I just want to update that today I reached out to Out-Trade, the German manufacturer of Pakboats and I got an immediate response! On a Sunday at that. They told me that they should be stocking the footrests this week and will notify me when available.
Since Pakboats have yet to respond to my email, I would say that a good alternative for anyone looking to contact them is to reach put directly to Out-Trade. Apparently Out-Trade also go by the name and website falboot.de which I frequented often when researching kayaks in Germany but it never occurred to me that they also manufactured boats for Pakboats. (They also manufacture the nortik and triton advanced line of boats).
It’d probably be easier to get a response if you write in German, DeepL has a very good translator you can use for that.
Thanks for that information and all that is good to know!
I used to be fluent in German (6 years in high school and a year of it at university) but I would struggle to compose anything coherent (after 40 years of disuse) without heavy reliance on a translation dictionary at this point. But I can still kind of read it so I will check out the link and bookmark it for future reference.
Update: I scored a great deal to get a used Quest 150 on ebay and took it out on the water for the first time today!
The ‘tippiness’ pakboat users talk about was immediately obvious to me the moment I got in the boat but honestly it’s not much. After a few hours of paddling I got used to it. Another thing that pakboat users talk about is how the boat ‘flexes’ against the waves rather than crashing against it and this was very noticable too. I paddled on a slow moving but busy river with loads of motorised boats and sometimes the waters got choppy, but the boat handled it well - in fact better than hard shells. With hard shells crashing against the waves means possibly getting wet but not with the Quest.
Paddling performance was good, the boat tracks well and slices swiftly through calm water. However I’m not quite sure how to edge with this boat given that there’s no hard deck to press my knee against. I’m still an amateur though so maybe I just need more practice.
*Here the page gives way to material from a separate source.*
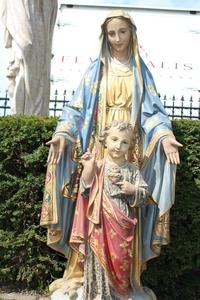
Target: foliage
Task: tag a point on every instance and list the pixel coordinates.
(28, 263)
Some things I was annoyed by were the packing bag and the velcro along the gunwales of the boat. There’s nothing wrong with the velcro in itself, but I found myself setting up the boat today in a dingy area underneath a bridge with loads of gravel and grass and the velcro catches a lot of that stuff. Finding a nice surface to set up the boat on would’ve been the better call but then you’re not always going to find one. The material for the packing bag is also really thin and any abrasion can result in a tear. That’s exactly what happened today. Had to slide the bag down a gravel path to get to where I set up my boat which resulted in a small hole. Nothing that can’t be fixed but I would’ve appreciated it if Pakboat put a little more effort into designing the bags. I’m now contemplating getting a replacement bag from Decathlon that’s sturdier and can also double as a packpack.
One last thing to note is that Out-trade no longer sells the pivot style foot pegs, only the small angled ones. I emailed them and they said they stopped making a rudder system for the Quest years ago and this is unlikely to change in the future. I don’t mind not having a rudder but getting charged 100euros for what looks like flimsy plastic footpegs really left a sour taste in my mouth. Or maybe my anti-plastic bias is unwarranted and time will prove me wrong.